When there is no home birth in a society, or when home birth is driven completely underground, essential knowledge of women’s capacities in birth is lost to the people of that society— to professional caregivers, as well as to women of childbearing age themselves. The disappearance of knowledge once commonly held paves the way for over-medicalization of birth and the risks that poses. Nothing in medical literature today communicates the idea that women’s bodies are well designed for birth. Ignorance of the capacities of women’s bodies can flourish and quickly spread into popular culture when the medical profession is unable to distinguish between ancient wisdom and superstitious belief. To illustrate, I would cite a 2006 National Geographic article, which states, “…we [humans] can give birth to babies with big brains, but only through great pain and risk.” The writer, J. Ackerman, depending upon the work of two U.S. anthropologists, contends that the fact that our species walks upright causes inevitable pain and risk during birth, forgetting how easily we can go to our hands and knees if need be.

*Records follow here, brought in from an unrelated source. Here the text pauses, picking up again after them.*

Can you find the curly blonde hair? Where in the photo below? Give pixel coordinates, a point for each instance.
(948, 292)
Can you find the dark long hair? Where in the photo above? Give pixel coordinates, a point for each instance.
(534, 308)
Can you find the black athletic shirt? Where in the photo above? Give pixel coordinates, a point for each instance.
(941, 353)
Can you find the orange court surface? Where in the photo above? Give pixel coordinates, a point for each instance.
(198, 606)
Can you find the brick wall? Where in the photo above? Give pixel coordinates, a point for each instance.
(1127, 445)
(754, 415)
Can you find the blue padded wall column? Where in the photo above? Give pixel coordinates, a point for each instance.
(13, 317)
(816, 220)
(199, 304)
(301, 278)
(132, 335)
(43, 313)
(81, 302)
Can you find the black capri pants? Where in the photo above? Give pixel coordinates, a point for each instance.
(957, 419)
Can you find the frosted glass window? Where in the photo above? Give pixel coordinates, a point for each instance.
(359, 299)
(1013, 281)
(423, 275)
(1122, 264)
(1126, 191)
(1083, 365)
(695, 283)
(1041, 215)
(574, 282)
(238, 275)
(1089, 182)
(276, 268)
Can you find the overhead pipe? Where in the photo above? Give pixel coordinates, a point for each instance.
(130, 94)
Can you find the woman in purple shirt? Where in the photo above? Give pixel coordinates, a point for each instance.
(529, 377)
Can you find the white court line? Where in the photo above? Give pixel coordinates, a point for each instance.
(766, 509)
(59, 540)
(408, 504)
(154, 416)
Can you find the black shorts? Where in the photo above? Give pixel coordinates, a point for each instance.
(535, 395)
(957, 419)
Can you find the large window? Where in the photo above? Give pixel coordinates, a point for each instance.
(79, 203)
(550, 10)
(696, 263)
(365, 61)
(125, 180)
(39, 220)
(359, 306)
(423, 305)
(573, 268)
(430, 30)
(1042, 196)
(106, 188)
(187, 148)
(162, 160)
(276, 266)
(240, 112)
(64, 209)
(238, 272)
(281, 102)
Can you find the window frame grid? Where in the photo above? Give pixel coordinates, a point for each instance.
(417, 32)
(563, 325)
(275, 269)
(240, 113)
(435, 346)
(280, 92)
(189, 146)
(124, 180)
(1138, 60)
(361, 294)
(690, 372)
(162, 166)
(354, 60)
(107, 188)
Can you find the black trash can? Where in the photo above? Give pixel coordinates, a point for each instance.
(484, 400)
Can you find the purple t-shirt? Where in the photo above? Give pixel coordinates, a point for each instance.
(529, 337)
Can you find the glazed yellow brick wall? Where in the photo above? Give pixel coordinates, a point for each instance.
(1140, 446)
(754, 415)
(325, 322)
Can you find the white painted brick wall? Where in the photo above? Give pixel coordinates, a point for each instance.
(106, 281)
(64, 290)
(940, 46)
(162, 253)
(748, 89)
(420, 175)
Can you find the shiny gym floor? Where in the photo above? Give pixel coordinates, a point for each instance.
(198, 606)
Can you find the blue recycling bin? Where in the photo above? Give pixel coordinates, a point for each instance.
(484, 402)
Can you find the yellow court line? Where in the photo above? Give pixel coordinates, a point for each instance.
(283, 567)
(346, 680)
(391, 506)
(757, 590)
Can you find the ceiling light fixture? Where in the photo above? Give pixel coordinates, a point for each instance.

I would have had no way to know how well healthy women’s bodies can work in labor and birth had I (and several hundred other people) not experienced a rediscovery of women’s capacities in birth as we established a midwifery service in our newly founded community in 1970. Most people would have predicted that my diving headlong into attending home births for friends and then training a group of midwives to work with me would have ended in disaster, given that I came into midwifery only with the training afforded by two degrees in English literature. What happened instead is that I received timely and essential help from a few generous, wise physicians, and our service was able to help 186 women give birth vaginally (without instruments or other medical interventions) before our first cesarean was necessary; the second did not become necessary until birth No. 324. All of this was accomplished without negative consequences to mothers or babies.